Posts Tagged ‘local economies’

Dick & Joe vs. Mom & Pop

“Dick vs. Joe!” the headline screamed in Sunday’s paper. As if we are supposed to care about the looming showdown in Oregon between national retail giant Dick’s Sporting Goods, Inc. and the Oregon retail fixture Joe’s Sports, Outdoor & More. Dick’s just opened a store in Portland last week, the first of perhaps 10 across the state. This could spell trouble for Joe’s, we are led to believe by The Oregonian. Coincidentally, this could also spell trouble for the newspaper if Joe’s starts advertising less because of lost sales to Dick’s, and Dick’s doesn’t make up the difference.

While the newspaper attends to the battle between big box retailers, the real victims in the retail wars are the remaining locally owned, independent sporting goods stores struggling to compete. Joe’s is not one of them. Joe’s founder Norm Daniels sold majority interest in his company last year to a private equity firm in San Francisco. The Oregonian says the firm told it a year ago “that it would sell off Joe’s in a few years.” It’s possible the next ownership group could be local, but I doubt it. The article speculated that Dick’s could buy Joe’s, although that was not considered likely. So look for Joe’s ownership to remain out of state.

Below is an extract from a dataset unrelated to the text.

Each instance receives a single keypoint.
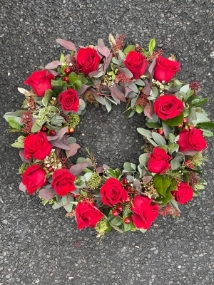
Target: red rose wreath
(100, 197)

Dick vs. Joe is simply a battle of two non-local chain retailers for sporting goods supremacy in Oregon. Since Joe’s got its start here, we still think of them as one of us. It would be natural to pull for them over Dick’s. But Joe’s is one of us in memory only. Joe’s majority owners are elsewhere now, and they control Joe’s future. Our choice to spend money with Joe’s may be only less bad than a decision to support Dick’s, from the standpoint of local economic benefit. Better, however, to skip both chains and shop instead at a locally owned, independent sporting goods store. That keeps more of our money in our community, instead of heading to Pittsburgh, in the case of Dick’s, or San Francisco, in the case of Joe’s. With a recession looming, this argument is stronger than ever.

Bottom line: Oregon doesn’t need Dick’s. Dick’s needs Oregon, so it can keep satisfying shareholder demand for growth. Dick’s arrival here is part of the chain retail trend so well documented by Stacy Mitchell in her book, “Big-Box Swindle”:

Consider that in 1996, the top ten retail chains accounted for a remarkable 15 percent of consumer spending. Less than a decade later, in 2005, the top ten captured nearly 30 percent of the more than $2.3 trillion that Americans spend in stores each year. Two or three corporations now dominate each retail sector. As the chains have gained market share, tens of thousands of independent businesses have disappeared.

Dick’s is hell-bent on dominating the sporting goods category and Joe’s will do all it can to protect its turf. But the story isn’t Dick vs. Joe; it’s Dick & Joe vs. Mom & Pop. Local owners of independent, usually small, stores are the big losers in the battle of big box opponents. And so are the communities that watch these stores disappear. I’ll let Stacy Mitchell have the final words:

The effect of mega-retailers on local economies does not end with shuttered local merchants and their laid-off employees. Most local retailers buy many goods and services locally: they bank at local banks, advertise in local newspapers, carry goods produced by local firms, and hire a range of professionals, from accountants to Web designers. Every dollar spent at a locally owned store sends a ripple of benefits through the local economy, supporting not only the store itself, but many other local businesses, which in turn provide jobs — often the sort of well-paid positions that form the backbone of a city’s middle class and the core of its tax base. When chains displace local merchants, all of these economic relationships are severed. Money that used to flow through the community — from a local office-supply store that hires a local accountant, who in turn uses a local bank that lends money to a new entrepreneur, who stocks up at the local office-supply store, and so on — ceases to do so.